The animosity between Russell C. Means, the top AIM leader at the embattled village, and Wilson extends back to early 1972. The 33-year-old Means, a full-blooded Oglala Sioux born on the Pine Ridge reservation but raised in Cleveland, Ohio, returned to the reservation last year and took up residence. After AIM occupied the BIA building in Washington last November, Wilson denounced the takeover, and said that he would bar AIM from Pine Ridge.
Wilson, a stocky mixed-blood with close cropped hair, was familiar with AIM's tactics. In March 1972, AIM and 2000 supporters gathered in Gordon, Neb., to protest the violent death of Raymond Yellow Thunder. A splinter group headed to Wounded Knee, determined to use the historic site for a symbolic demonstration.
Unknown to Wilson, or the Federal government, AIM had set its sights on Wounded Knee long before it took over the village on February 27. Justice Department "intelligence reports" on AIM's next move indicated that the militants would seize the reservation's BIA office in Pine Ridge, 17 miles southwest of Wounded Knee.
In anticipation of a takeover, Federal marshals sandbagged BIA headquarters. While the marshals busied themselves fortifying the building, AIM strolled past them into Wounded Knee.
Carter Camp, one of the top AIM leaders, recalled the takeover with a smile. "I led three cars past 'Fort Wilson' [the fortified BIA building]," Camp, a tall, big-boned Oklahoma Cherokee, said. "We arrived about 45 minutes before the caravan. We took a pickup truck that belonged to Jack Czywczynski, the operator of the museum, and placed it in the road for a roadblock."
Later that night, Camp said, Czywcznski snuck away from his house (where he was being held hostage), and left the village in his pickup. "He stole his own pickup," Camp chuckled. "He took that pickup, deserted his family. No Indian would desert his family."
When it entered the tiny hamlet, AIM seized the trading post and the museum, and took 11 hostages. The hostages included Czywcznski, his family, and the Gildersleeves, owners of the trading post.
AIM released the hostages two days after the occupation began. The militants armed themselves with guns from the trading post, adding to the weapons they had brought with them.

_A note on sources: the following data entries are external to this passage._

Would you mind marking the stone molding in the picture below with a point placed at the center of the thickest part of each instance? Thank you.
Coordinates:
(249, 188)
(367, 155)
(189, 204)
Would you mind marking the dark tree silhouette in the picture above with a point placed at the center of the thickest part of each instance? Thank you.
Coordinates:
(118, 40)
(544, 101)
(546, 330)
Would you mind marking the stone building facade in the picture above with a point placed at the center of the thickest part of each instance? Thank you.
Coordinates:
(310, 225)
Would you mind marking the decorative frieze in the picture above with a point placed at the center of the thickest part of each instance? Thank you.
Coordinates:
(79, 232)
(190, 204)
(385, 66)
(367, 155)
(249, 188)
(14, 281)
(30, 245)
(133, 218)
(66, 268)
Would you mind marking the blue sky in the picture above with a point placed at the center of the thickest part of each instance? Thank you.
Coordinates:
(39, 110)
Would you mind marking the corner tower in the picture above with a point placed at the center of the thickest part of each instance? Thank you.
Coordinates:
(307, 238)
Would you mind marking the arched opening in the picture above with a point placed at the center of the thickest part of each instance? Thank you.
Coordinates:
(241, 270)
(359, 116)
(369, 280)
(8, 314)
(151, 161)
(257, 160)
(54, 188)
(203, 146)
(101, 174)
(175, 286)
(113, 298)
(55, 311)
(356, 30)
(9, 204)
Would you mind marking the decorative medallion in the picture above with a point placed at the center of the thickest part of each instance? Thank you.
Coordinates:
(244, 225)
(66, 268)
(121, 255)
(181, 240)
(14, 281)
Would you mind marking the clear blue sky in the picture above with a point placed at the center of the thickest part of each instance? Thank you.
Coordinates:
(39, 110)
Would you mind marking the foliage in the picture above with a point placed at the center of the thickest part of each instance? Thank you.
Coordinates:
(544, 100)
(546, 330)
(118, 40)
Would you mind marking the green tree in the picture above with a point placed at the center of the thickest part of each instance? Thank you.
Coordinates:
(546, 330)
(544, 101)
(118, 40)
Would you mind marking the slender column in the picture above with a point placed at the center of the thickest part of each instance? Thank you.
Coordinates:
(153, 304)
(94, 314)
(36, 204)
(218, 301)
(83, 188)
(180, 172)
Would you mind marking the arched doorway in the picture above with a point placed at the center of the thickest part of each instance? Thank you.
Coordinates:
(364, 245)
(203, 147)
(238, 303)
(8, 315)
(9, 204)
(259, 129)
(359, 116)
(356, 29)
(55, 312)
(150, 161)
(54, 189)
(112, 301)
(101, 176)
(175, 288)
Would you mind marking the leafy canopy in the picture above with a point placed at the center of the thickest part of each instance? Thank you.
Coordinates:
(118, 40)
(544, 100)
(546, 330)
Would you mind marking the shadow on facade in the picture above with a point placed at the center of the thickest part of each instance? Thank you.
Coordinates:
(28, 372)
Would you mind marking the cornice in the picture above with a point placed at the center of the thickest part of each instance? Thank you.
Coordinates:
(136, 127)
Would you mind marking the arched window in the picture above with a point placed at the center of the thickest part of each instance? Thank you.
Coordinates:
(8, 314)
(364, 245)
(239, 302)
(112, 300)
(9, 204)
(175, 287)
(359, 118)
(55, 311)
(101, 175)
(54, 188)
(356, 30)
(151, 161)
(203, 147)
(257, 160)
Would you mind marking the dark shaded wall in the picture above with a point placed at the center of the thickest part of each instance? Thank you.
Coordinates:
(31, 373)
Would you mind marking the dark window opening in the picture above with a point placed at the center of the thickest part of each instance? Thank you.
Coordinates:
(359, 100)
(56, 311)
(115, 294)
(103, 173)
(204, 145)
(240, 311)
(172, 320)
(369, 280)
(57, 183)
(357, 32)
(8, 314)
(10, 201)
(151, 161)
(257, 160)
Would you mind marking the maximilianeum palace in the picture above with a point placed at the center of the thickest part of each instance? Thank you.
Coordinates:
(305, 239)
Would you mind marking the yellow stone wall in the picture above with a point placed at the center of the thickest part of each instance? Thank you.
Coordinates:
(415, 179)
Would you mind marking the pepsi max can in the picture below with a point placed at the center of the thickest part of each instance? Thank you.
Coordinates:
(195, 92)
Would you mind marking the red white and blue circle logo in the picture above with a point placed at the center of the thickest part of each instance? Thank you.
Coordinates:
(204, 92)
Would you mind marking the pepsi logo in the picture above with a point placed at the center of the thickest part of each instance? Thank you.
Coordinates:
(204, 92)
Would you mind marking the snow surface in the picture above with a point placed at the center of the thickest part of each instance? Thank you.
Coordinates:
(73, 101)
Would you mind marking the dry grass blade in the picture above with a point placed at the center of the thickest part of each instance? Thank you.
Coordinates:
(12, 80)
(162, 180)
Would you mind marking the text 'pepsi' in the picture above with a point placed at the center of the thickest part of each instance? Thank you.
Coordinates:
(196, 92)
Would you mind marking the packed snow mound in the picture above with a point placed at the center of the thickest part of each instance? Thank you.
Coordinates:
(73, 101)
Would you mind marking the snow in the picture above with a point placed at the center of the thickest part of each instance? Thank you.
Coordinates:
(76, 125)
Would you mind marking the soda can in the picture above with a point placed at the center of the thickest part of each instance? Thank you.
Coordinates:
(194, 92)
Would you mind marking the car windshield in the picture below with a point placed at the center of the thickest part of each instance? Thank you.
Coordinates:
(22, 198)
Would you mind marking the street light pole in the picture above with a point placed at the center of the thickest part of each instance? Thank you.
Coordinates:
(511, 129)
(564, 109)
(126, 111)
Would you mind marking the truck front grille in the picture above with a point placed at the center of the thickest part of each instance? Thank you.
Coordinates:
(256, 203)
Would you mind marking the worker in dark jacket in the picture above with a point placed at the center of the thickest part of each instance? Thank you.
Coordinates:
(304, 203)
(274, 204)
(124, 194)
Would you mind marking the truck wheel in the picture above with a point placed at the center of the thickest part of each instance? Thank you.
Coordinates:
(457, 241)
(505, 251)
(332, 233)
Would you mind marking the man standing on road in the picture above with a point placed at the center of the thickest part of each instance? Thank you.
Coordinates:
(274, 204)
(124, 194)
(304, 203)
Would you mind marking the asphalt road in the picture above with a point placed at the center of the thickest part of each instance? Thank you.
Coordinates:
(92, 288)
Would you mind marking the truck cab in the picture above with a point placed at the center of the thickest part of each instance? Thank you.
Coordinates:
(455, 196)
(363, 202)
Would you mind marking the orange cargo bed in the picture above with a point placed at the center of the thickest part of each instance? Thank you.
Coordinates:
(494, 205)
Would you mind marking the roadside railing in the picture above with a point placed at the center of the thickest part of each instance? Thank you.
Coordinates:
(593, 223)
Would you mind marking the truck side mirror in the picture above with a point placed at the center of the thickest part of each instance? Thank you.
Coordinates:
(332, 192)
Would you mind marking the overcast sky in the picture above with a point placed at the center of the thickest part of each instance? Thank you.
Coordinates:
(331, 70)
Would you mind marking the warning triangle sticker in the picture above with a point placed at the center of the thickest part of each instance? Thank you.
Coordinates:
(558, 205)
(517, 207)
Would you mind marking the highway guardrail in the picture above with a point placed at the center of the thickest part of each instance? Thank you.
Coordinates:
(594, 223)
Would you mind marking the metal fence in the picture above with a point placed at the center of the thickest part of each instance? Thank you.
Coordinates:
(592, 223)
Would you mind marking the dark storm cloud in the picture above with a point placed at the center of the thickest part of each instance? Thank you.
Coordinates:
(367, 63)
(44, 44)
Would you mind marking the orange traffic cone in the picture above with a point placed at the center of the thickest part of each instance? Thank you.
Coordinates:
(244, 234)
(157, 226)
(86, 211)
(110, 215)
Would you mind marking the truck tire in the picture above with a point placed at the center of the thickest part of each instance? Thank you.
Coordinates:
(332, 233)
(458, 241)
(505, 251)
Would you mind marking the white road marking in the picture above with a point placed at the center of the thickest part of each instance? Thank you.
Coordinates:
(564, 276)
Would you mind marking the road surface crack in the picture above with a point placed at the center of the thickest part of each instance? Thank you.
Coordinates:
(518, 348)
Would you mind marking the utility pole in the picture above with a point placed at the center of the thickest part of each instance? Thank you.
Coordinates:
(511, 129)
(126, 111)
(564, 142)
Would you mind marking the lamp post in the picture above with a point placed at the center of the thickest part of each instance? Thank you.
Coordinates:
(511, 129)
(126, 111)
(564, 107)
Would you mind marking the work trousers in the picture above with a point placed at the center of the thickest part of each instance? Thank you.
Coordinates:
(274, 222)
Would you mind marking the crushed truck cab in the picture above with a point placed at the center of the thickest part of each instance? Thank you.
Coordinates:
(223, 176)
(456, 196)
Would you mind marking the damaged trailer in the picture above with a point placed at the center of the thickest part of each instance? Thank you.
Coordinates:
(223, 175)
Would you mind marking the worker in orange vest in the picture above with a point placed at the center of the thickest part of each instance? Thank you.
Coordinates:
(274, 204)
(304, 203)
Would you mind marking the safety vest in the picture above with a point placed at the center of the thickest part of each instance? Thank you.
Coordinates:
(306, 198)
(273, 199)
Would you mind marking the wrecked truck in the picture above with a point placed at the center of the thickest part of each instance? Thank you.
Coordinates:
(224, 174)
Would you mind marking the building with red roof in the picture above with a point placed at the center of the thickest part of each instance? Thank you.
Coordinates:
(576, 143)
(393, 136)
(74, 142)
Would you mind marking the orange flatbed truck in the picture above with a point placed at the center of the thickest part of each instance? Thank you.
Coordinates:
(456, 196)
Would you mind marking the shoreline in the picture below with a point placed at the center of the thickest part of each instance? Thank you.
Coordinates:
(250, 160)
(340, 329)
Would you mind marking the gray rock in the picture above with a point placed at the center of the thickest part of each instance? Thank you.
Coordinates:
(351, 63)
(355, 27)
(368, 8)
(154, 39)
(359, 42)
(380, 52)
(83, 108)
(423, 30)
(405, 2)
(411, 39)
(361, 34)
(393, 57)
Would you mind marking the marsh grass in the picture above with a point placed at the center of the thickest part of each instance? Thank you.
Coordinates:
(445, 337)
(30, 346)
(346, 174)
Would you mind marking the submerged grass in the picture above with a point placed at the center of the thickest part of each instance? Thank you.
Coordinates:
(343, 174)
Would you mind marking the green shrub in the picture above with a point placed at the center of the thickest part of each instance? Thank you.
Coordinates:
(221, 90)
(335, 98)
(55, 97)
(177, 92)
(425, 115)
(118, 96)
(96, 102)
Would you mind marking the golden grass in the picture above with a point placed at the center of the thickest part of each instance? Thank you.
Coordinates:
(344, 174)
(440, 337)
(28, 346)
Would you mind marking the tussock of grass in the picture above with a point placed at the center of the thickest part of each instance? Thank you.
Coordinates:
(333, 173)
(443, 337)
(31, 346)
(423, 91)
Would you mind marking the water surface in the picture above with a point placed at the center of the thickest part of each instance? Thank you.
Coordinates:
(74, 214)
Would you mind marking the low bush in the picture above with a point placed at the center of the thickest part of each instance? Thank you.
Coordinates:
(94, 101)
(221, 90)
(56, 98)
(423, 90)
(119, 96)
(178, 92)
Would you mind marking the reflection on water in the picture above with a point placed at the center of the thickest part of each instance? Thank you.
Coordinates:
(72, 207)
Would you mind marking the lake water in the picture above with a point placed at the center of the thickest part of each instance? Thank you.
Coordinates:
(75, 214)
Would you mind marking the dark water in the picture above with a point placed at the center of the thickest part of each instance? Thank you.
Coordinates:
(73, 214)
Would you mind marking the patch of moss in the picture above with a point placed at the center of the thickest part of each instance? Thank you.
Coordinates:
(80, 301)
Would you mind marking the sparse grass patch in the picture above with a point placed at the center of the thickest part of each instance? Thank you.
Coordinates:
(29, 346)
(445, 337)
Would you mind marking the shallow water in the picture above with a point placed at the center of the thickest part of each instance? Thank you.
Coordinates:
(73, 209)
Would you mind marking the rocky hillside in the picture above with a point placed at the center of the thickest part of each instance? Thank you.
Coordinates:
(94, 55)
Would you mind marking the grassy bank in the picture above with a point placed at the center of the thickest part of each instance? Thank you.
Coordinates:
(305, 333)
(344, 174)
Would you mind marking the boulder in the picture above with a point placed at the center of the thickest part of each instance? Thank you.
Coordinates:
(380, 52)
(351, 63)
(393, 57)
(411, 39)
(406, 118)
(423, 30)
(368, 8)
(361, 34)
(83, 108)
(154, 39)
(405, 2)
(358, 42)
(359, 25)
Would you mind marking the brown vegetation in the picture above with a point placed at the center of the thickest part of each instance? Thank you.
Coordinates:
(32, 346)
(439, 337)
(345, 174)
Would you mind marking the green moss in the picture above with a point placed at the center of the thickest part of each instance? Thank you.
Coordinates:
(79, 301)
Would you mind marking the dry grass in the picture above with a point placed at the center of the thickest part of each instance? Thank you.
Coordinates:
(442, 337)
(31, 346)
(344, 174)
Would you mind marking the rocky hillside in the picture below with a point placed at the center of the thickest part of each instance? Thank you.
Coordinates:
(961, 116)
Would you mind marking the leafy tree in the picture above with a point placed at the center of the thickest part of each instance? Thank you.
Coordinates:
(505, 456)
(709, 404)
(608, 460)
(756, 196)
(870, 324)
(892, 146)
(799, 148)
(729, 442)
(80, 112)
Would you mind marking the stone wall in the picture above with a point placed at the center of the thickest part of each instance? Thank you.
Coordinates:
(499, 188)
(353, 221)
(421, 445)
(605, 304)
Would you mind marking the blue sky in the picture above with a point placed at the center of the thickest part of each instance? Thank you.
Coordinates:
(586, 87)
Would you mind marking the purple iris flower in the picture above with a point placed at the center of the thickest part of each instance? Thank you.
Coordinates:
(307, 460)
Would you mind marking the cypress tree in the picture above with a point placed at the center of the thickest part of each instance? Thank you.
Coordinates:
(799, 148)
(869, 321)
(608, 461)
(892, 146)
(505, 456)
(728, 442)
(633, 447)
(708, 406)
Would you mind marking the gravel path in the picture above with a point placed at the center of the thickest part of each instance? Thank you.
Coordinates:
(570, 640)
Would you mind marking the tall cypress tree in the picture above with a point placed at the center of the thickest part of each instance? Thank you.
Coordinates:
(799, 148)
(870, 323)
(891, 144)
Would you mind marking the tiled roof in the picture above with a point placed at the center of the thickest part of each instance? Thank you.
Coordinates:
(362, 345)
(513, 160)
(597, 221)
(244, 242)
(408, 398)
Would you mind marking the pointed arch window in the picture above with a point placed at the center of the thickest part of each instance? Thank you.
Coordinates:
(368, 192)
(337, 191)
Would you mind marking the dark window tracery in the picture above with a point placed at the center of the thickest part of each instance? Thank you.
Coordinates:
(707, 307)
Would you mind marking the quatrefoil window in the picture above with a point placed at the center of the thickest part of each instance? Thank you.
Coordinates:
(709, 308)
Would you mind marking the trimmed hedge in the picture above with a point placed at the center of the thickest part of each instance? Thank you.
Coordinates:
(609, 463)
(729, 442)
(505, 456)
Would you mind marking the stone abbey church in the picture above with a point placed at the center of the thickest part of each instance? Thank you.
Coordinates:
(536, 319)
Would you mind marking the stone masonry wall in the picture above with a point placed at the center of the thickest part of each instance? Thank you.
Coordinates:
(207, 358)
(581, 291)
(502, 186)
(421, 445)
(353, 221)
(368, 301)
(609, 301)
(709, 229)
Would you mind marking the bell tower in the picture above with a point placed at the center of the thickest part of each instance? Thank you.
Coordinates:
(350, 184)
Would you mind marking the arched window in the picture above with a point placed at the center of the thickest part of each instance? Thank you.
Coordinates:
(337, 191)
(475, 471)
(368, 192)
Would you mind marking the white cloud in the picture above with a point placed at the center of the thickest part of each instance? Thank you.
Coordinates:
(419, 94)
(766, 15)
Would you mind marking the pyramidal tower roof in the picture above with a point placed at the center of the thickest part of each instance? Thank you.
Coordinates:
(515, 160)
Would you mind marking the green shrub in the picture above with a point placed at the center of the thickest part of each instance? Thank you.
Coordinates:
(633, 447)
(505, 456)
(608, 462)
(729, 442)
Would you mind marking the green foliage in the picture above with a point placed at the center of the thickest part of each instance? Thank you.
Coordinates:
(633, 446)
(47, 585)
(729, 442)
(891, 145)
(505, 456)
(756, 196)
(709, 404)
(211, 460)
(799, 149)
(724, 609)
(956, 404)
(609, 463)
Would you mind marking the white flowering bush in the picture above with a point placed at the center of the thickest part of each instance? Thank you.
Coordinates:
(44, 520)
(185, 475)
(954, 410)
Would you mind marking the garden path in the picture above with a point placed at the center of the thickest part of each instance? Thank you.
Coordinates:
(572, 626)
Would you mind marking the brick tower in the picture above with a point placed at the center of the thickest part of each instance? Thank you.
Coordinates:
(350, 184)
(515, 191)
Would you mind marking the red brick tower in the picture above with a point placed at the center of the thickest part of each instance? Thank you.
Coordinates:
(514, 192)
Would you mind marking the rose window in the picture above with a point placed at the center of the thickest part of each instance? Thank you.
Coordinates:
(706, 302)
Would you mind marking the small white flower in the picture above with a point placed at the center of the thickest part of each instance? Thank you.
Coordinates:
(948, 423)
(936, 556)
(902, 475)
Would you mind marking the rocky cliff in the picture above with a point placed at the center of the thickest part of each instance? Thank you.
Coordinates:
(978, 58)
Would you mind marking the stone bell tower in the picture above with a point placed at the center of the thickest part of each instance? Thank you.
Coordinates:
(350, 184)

Although the next few weeks would be tense, and Means would declare himself ready to die, AIM found itself in control of little more than a symbolic plot of ground.
Wounded Knee may be short on buildings, but it is long on symbolism. The tiny hamlet was the site of the 1890 massacre, when the U.S. cavalry slaughtered over 200 Indians. The Indians killed in this battle are buried in a mass grave, located behind the Sacred Heart Catholic Church.
On the grave, a stone marker commemorates the dead Indians. To the white man, the mass grave is a tourist attraction, but to the Indian, it represents a culture that has almost faded away.
The 1890 massacre seems ingrained into the dusty hills that surround Wounded Knee. The heroes of that incident-Red Cloud, Big Foot, and Sitting Bull-mean as much to the young Oglalas as they did to their grandfathers.
A series of complex events led to the 1890 massacre. Sitting Bull, after a long career of battling the white man, had retired to Standing Rock on the Pine Ridge reservation. In the summer of 1890, the "Ghost Dance" came to the Pine Ridge reservation. Wokova, a Paiute, originated the ritual, and many Indians considered him to be the Messiah.
The Ghost Dance swept across the reservation. Indian disciples came to Pine Ridge to teach the dance, and although Sitting Bull did not believe in the religion, he thought that depriving his people of belief in the Messiah would be more harmful than the dance.
Hundreds of Indians adopted the dance, which supposedly revived dead Indian heroes and drove white men from the Indian lands. The U.S. government became alarmed at the spreading craze, and outlawed the dance.
But the dancing continued. In November, the BIA ordered its agents to arrest Sitting Bull. Indian police arrived at the tepee of the great Sioux chief, and in a disputed incident, a U.S. corporal shot Sitting Bull, while they were surrounded by ghost dancers.